Over the past month or so, I've noticed a disturbing relapse to the anti-social norms that governed public places about 10 years ago -- constant phone usage, not saying hello to strangers, and putting as much space as possible between themselves and others. Those trends had all but gone away by 2019-'20.
Hopefully this is just a temporary thing, perhaps caused by their anxiety over the instability of the national government -- when/if the dust settles, maybe they'll act more normally and less paranoid / cocooning.

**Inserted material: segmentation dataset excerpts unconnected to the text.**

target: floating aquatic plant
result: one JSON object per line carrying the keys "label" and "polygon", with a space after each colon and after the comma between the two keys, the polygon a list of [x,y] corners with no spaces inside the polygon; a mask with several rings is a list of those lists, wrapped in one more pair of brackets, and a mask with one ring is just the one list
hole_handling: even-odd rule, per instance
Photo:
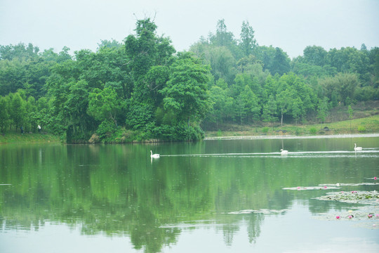
{"label": "floating aquatic plant", "polygon": [[287,209],[275,210],[275,209],[262,209],[259,210],[247,209],[247,210],[230,212],[228,212],[227,214],[281,214],[286,211],[288,210]]}
{"label": "floating aquatic plant", "polygon": [[345,192],[331,192],[327,193],[324,196],[317,197],[315,199],[319,200],[334,200],[344,203],[379,205],[379,193],[376,190],[354,190],[351,193]]}

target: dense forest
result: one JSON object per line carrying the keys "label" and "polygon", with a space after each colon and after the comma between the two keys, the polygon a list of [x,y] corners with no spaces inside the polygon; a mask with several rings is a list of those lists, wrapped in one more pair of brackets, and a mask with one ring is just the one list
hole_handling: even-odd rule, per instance
{"label": "dense forest", "polygon": [[290,59],[239,39],[224,20],[176,52],[146,18],[95,52],[0,46],[0,131],[42,132],[68,143],[199,140],[222,124],[322,122],[334,107],[379,98],[379,48],[308,46]]}

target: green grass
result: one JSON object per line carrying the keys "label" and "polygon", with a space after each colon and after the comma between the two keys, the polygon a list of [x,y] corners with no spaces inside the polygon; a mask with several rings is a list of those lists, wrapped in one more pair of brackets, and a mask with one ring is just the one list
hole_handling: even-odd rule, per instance
{"label": "green grass", "polygon": [[60,142],[58,136],[45,134],[6,133],[0,134],[0,143]]}
{"label": "green grass", "polygon": [[[261,135],[331,135],[331,134],[374,134],[379,133],[379,115],[356,119],[344,120],[337,122],[314,124],[305,125],[284,124],[281,126],[278,123],[272,126],[254,127],[250,126],[236,126],[237,131],[207,131],[206,137],[216,136],[244,136]],[[327,126],[329,131],[324,131]]]}

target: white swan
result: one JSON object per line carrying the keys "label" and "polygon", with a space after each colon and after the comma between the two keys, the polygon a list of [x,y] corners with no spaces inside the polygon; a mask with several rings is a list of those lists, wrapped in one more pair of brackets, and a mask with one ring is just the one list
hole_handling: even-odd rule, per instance
{"label": "white swan", "polygon": [[150,154],[152,158],[159,158],[159,154],[153,154],[152,150],[150,150]]}
{"label": "white swan", "polygon": [[284,150],[284,149],[280,150],[280,153],[281,155],[287,155],[288,153],[288,150]]}
{"label": "white swan", "polygon": [[357,147],[357,143],[354,143],[354,150],[355,151],[357,150],[362,150],[362,147]]}

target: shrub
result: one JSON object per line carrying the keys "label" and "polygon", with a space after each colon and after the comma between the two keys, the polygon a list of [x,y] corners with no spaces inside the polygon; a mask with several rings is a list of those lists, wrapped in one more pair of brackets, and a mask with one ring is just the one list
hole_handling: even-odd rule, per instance
{"label": "shrub", "polygon": [[359,133],[366,132],[366,127],[364,127],[364,126],[358,126],[358,131]]}
{"label": "shrub", "polygon": [[316,127],[311,127],[310,129],[310,133],[311,134],[314,134],[317,132],[317,129],[316,129]]}

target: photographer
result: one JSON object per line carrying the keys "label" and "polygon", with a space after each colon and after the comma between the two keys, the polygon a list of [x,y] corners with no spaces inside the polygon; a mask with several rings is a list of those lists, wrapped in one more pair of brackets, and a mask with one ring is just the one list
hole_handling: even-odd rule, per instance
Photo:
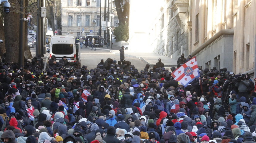
{"label": "photographer", "polygon": [[238,96],[240,98],[242,96],[245,97],[246,99],[248,97],[247,91],[248,88],[250,85],[250,82],[246,79],[245,75],[242,74],[236,78],[236,87],[238,89]]}

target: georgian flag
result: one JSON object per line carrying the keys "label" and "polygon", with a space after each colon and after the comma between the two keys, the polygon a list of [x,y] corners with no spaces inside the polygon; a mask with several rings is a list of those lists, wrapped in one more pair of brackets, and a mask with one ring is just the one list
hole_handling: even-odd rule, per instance
{"label": "georgian flag", "polygon": [[196,78],[200,77],[198,66],[194,56],[171,73],[174,78],[185,87]]}

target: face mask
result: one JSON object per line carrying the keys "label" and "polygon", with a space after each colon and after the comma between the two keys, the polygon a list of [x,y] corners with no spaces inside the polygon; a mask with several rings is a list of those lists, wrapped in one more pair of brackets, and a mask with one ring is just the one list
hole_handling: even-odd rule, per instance
{"label": "face mask", "polygon": [[126,141],[128,143],[130,143],[132,142],[132,138],[130,138],[128,139],[125,139],[125,141]]}

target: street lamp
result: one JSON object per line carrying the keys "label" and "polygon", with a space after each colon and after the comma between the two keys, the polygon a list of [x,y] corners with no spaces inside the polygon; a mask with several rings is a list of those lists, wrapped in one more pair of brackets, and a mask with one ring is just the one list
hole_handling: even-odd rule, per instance
{"label": "street lamp", "polygon": [[10,13],[10,8],[11,7],[11,4],[10,3],[8,2],[8,0],[0,0],[0,4],[1,4],[2,2],[5,2],[3,4],[4,11],[4,12],[6,14],[9,14]]}

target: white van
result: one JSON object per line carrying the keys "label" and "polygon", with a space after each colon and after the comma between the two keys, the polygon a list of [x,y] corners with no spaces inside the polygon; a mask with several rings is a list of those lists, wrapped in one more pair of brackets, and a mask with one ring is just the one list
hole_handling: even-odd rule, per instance
{"label": "white van", "polygon": [[64,56],[72,65],[76,58],[80,60],[80,47],[79,43],[76,44],[75,38],[72,36],[53,36],[51,38],[50,44],[50,58],[54,55],[56,61],[58,62]]}

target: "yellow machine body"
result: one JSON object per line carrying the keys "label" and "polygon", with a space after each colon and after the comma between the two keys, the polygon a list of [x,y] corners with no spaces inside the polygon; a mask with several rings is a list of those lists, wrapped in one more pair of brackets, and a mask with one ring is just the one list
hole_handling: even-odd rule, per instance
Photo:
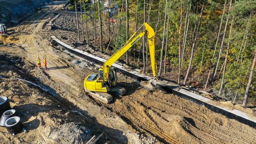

Whatever the reason, they're really seizing on the coronavirus excuse to turn it into yet another tiresome status contest for aspiring or actual elites. Strivers can never stop striving.
First, it was the conspicuous wearing of masks in open-air spaces with few people around, like the walking path around a park. And not even in an otherwise densely packed neighborhood. Like, in the suburbs. Masks do nothing health-related in such a setting, but they do allow strivers to compete over something novel -- who can adopt the most paranoid mask-wearing norm? Almost no one was wearing masks around the park before a month or so ago, despite everyone complying while indoors at retail stores, etc., so this is a very new shift.
But now it's going beyond just the masks, which have a low ceiling for how far out of control the competition can spiral. Wear them indoors, in the outdoors, and maybe in your car -- and that's it, end of contest. However, "social distancing" only has a minimum, not a maximum -- you can always keep just a little bit further away from the polluting bodies clogging up the public space you've unfortunately found yourself in.
Again, this shift is very recent, within the past month. Before, two people walking towards each other on the path might not have veered at all, or at most they'd move to either border of the path. Now I'm seeing people veer all the way off the path to tread over the grass (or mud or snow). And it's become a contest, with some moving just off of the path, others moving several feet off the path, and others charting an alternate course altogether, like at a 45-degree angle, as though to escape a vortex that had suddenly opened up before them.
Naturally I do not reciprocate, and I veer as far toward them as possible while still staying on the path. They expect me to play the game and see which one of us can micro-dehumanize the other more, but homie don't play dat. I'd rather spook them if they're going to act so anti-socially in public. I should dry-cough on my way over to them, for bonus points.
A variation on this pattern is while you're walking down a sidewalk, and some other pedestrian or jogger takes a conspicuous detour to the street-level asphalt, or (less commonly) to the other side of the street. Not in a dense urban core, but in a suburban neighborhood where we're the only two people on the entire block. Get real, striver dork.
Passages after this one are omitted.